In questa frase non c’è solo la rassegnazione di Meursault, il protagonista; c’è il manifesto di chi, osservando il mondo circostante, decide che il silenzio è l’unica risposta onesta all’assurdo.
“Lo Straniero” è un romanzo che scotta come la sabbia di Algeri.

Meursault è un uomo che non mente: non piange al funerale della madre perché non ne sente il bisogno fisico, non dichiara amore alla sua donna perché la parola “amore” non ha un peso specifico nel suo mondo, e uccide un uomo senza un vero motivo, se non per l’oppressione del sole e del caso.
La scrittura di Camus è chirurgica, priva di fronzoli sentimentali. Ci mette davanti a un uomo che è “straniero” alla società perché rifiuta di recitare la commedia dei sentimenti obbligatori. Meursault viene condannato non tanto per l’omicidio, quanto perché la sua sincerità radicale spaventa i giudici. È l’incarnazione dell’assurdo: la consapevolezza che il mondo non ha un senso intrinseco e che ogni tentativo umano di dare una spiegazione logica al caos è destinato a fallire.
L’Anarchismo Individualista: l’unico contro la massa
In questo silenzio davanti al mare, risuonano gli echi dell’anarchismo individualista. Se la società è un apparato repressivo che esige coerenza, morale e spiegazioni costanti, l’individuo si riscopre come “L’Unico”. Meursault incarna, quasi inconsapevolmente, quella rivolta solitaria contro le sovrastrutture: non riconosce l’autorità morale dei giudici né quella religiosa del prete.
È una forma di anarchia interiore: non si cerca di abbattere lo Stato con le bombe, ma di negargli il potere sulla propria anima. L’individuo si sottrae al contratto sociale della menzogna condivisa. In un’epoca di omologazione forzata, l’anarchismo individualista diventa l’ultima forma di igiene mentale: il rifiuto di essere una rotella in un ingranaggio che non comprendiamo e che, soprattutto, non ci comprende.

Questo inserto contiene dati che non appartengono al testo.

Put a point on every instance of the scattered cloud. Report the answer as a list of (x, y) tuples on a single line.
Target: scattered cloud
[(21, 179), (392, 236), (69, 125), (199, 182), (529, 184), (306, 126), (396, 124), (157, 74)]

Dal mare di Meursault all’abisso dei Social.
Oggi, quella “seccatura di dover spiegare” assume un significato profetico. Mentre Meursault guardava il mare, noi guardiamo schermi che vomitano contenuti frenetici. Il parallelo con la nostra attualità è impietoso.

L’inabissamento digitale: i brevi video e l’algoritmo hanno creato un “instupidimento” programmato. La complessità è stata sostituita da slogan di sei secondi.
Populismo e ignoranza: in un mondo che urla, l’ignoranza è diventata un vanto e il populismo la sua moneta di scambio. Non si cerca più la verità, ma la conferma del proprio pregiudizio.
La fatica di spiegare: di fronte a una massa che ha barattato il pensiero critico con l’indignazione a comando, spiegare diventa un atto inutile. Come Meursault, ci si ritrova a pensare che l’energia spesa per articolare un concetto sia sprecata contro un muro di pixel e superficialità.
Verso un eremitismo sociale.
Questa stanchezza intellettuale non è solo pigrizia; è una forma di autodifesa. La deriva verso l’eremitismo sociale non è una fuga, ma una scelta politica di chi non trova più cittadinanza in questo presente. Se la piazza pubblica è diventata un circo di urla e video virali senza sostanza, ritirarsi nel privato diventa un atto di resistenza.
Il silenzio di Meursault, quel suo guardare il mare preferendo il fumo di una sigaretta alla dialettica vuota, è la premonizione della condizione moderna: l’esilio volontario da un’umanità che ha smesso di ascoltare.
Se la società sceglie l’abisso della brevità e del rumore, l’eremita sceglie la profondità del silenzio. Forse, alla fine, aveva ragione Camus: l’unica vera libertà è accettare l’assurdo e smettere di giustificarsi con chi non vuole capire.